Fast parallel multivariate analysis of mass spectrometry imaging data: A new approach for studying human liver disease

Project completed 2014.

Supervisors:
Dr Josephine Bunch, School of Chemistry
Dr Hamid Dehghani, School of Computer Science
Dr Patricia Lalor, Institute of Immunology and Immunotherapy
Dr Iain Styles, School of Computer Science
Dr Ata Kaban, School of Computer Science

In mass spectrometry imaging, measurements which contain information about the masses of the chemical constituents of the sample are taken from many different locations. These measurements can be formed into a "mass image" which provides extraordinary detail about the spatial variations of the chemical composition of the sample. For example, it is possible to examine where a particular lipid or a drug is localised within a particular type of tissue. In a typical experiment measurements may be taken from ~10,000 points; each of which consists of the abundance of chemical components at >100,000 different mass-to-charge ratios. The principled interpretation of so much data is extraordinarily challenging.

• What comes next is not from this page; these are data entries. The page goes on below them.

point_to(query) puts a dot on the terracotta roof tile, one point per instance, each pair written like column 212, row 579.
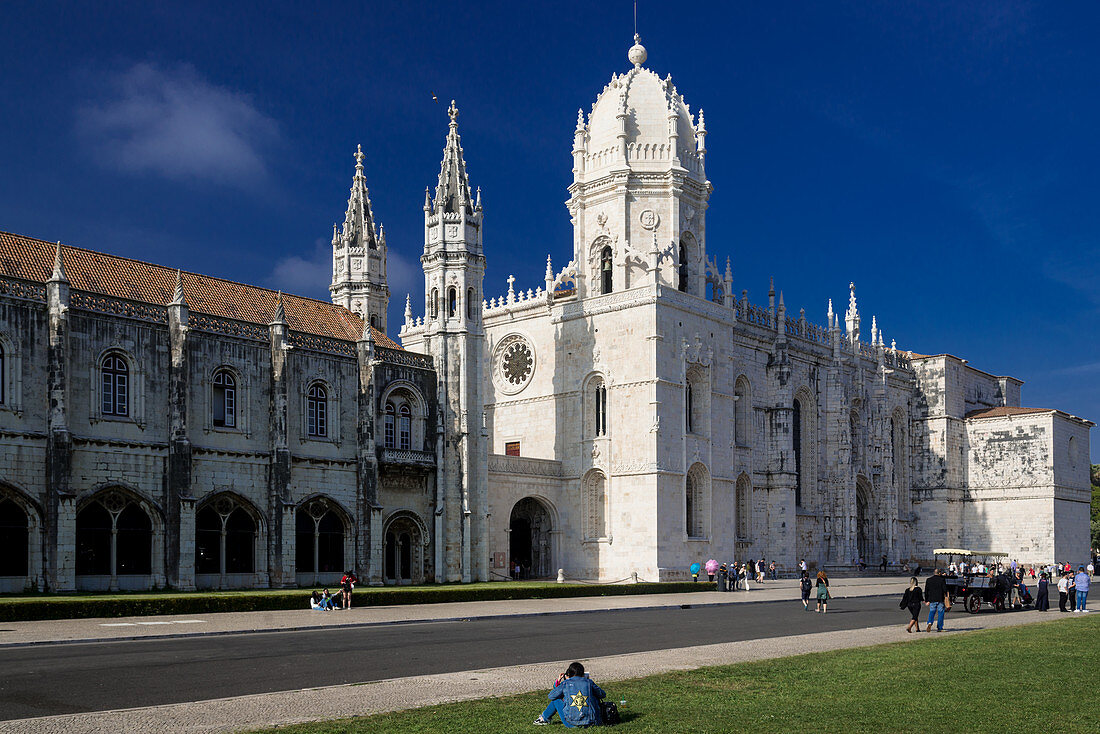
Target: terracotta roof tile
column 1001, row 412
column 133, row 280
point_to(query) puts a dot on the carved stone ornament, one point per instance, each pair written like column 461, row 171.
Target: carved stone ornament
column 513, row 364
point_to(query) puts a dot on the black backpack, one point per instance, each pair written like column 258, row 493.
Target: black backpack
column 611, row 713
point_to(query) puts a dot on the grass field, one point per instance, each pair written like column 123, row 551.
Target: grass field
column 1014, row 679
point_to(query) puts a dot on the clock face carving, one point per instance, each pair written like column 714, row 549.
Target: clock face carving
column 513, row 364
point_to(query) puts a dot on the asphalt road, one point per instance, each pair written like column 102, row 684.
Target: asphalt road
column 81, row 677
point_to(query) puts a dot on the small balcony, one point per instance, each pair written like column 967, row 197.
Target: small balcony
column 408, row 458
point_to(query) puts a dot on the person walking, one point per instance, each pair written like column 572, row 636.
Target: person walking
column 1063, row 592
column 1081, row 584
column 347, row 584
column 822, row 592
column 1042, row 599
column 935, row 596
column 912, row 600
column 805, row 585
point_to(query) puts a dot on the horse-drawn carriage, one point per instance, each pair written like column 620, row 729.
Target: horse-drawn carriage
column 979, row 583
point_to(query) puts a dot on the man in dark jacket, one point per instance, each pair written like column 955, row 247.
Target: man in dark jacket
column 935, row 596
column 575, row 699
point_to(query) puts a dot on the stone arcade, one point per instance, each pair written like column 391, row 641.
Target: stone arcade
column 630, row 414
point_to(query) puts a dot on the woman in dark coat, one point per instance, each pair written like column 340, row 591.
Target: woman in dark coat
column 912, row 600
column 1042, row 599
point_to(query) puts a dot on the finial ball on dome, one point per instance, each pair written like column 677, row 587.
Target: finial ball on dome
column 637, row 53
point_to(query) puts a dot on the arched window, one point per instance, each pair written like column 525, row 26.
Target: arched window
column 224, row 538
column 14, row 534
column 223, row 400
column 683, row 267
column 690, row 407
column 743, row 408
column 317, row 411
column 113, row 537
column 405, row 427
column 606, row 271
column 114, row 374
column 595, row 506
column 900, row 462
column 320, row 539
column 600, row 405
column 857, row 439
column 796, row 441
column 744, row 508
column 695, row 485
column 391, row 427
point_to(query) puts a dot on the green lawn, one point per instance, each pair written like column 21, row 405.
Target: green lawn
column 1015, row 679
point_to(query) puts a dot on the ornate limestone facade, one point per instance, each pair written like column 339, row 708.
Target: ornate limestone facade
column 631, row 414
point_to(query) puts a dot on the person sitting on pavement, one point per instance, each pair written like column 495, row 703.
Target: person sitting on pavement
column 575, row 699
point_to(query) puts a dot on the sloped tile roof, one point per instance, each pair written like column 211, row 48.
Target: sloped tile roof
column 121, row 277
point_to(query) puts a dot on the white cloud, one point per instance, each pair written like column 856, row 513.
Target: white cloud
column 174, row 123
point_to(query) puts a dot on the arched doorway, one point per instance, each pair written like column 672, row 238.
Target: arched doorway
column 113, row 539
column 320, row 530
column 864, row 534
column 529, row 539
column 403, row 551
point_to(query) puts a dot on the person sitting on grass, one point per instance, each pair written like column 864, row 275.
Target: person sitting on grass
column 575, row 699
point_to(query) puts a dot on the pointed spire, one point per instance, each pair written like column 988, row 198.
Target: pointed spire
column 279, row 311
column 58, row 273
column 452, row 193
column 359, row 230
column 177, row 296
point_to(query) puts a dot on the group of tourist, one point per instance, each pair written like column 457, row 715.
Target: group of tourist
column 325, row 601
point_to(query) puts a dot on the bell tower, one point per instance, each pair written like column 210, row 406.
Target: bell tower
column 359, row 256
column 453, row 271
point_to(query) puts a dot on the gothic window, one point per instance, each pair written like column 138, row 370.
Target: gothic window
column 320, row 539
column 391, row 427
column 113, row 537
column 796, row 440
column 14, row 538
column 223, row 400
column 405, row 427
column 695, row 502
column 683, row 267
column 744, row 507
column 743, row 411
column 224, row 538
column 600, row 405
column 114, row 374
column 317, row 411
column 857, row 439
column 900, row 461
column 595, row 506
column 606, row 271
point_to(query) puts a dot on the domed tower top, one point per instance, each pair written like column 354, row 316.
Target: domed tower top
column 640, row 122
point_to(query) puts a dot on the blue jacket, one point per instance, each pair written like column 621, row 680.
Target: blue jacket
column 581, row 699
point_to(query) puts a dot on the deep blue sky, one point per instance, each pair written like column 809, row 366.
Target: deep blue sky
column 944, row 156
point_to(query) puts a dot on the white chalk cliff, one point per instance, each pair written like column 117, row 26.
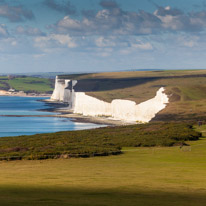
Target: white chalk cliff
column 118, row 109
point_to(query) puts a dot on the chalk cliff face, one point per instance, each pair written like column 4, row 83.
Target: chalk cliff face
column 118, row 109
column 64, row 91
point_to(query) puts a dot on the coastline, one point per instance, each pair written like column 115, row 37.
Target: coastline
column 57, row 107
column 22, row 94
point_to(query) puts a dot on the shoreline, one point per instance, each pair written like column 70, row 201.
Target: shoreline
column 22, row 94
column 57, row 107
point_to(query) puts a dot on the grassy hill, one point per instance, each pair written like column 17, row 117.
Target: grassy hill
column 95, row 142
column 158, row 176
column 27, row 84
column 186, row 89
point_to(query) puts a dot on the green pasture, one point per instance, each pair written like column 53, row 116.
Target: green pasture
column 158, row 176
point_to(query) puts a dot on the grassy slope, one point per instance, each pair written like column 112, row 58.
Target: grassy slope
column 142, row 176
column 27, row 84
column 96, row 142
column 187, row 90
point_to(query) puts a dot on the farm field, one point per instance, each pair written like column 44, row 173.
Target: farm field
column 162, row 176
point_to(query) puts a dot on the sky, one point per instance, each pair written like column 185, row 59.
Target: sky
column 101, row 35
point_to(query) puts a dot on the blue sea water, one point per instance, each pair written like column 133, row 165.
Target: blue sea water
column 16, row 126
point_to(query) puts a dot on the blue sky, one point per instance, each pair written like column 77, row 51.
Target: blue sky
column 101, row 35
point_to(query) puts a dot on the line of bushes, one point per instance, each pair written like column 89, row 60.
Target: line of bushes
column 95, row 142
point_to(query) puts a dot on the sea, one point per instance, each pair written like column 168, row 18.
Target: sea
column 27, row 125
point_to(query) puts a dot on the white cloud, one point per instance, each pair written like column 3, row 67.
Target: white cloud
column 142, row 46
column 105, row 42
column 55, row 40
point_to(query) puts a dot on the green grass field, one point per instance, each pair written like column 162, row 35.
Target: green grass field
column 159, row 176
column 27, row 84
column 95, row 142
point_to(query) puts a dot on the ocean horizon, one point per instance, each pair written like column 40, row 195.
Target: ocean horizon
column 27, row 125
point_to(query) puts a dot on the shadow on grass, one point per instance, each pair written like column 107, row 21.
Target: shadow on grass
column 88, row 197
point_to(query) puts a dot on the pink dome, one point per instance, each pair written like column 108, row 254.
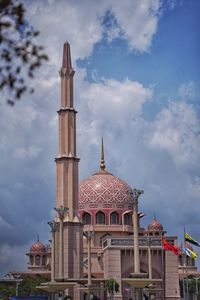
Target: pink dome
column 38, row 247
column 103, row 190
column 155, row 226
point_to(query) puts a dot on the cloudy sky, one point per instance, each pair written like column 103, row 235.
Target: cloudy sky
column 137, row 83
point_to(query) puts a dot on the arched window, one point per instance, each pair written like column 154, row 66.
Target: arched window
column 31, row 260
column 114, row 218
column 37, row 260
column 127, row 219
column 100, row 218
column 86, row 218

We propose to develop new analysis strategies for these large multivariate datasets that take advantage of the latest developments in computing technology, notably the large-scale and easy availability of graphics processing units, which will enable the large-scale parallelisation of the data processing. We will use these new technologies to develop fundamentally new algorithms for the analysis of this data that will enable it to be done rapidly and in a memory-efficient manner (many datasets are too large to fit in the memory of most computers). We will also develop techniques inspired by recent advances in computer vision that will allow patterns to be extracted in a hierarchical way that should provide new insight into the structures and relationships that are embedded deep within these enormous datasets. These advances have significant potential benefits in several areas of biomedical research in which we will seek to apply these methods, including drug discovery, liver disease, and trauma research.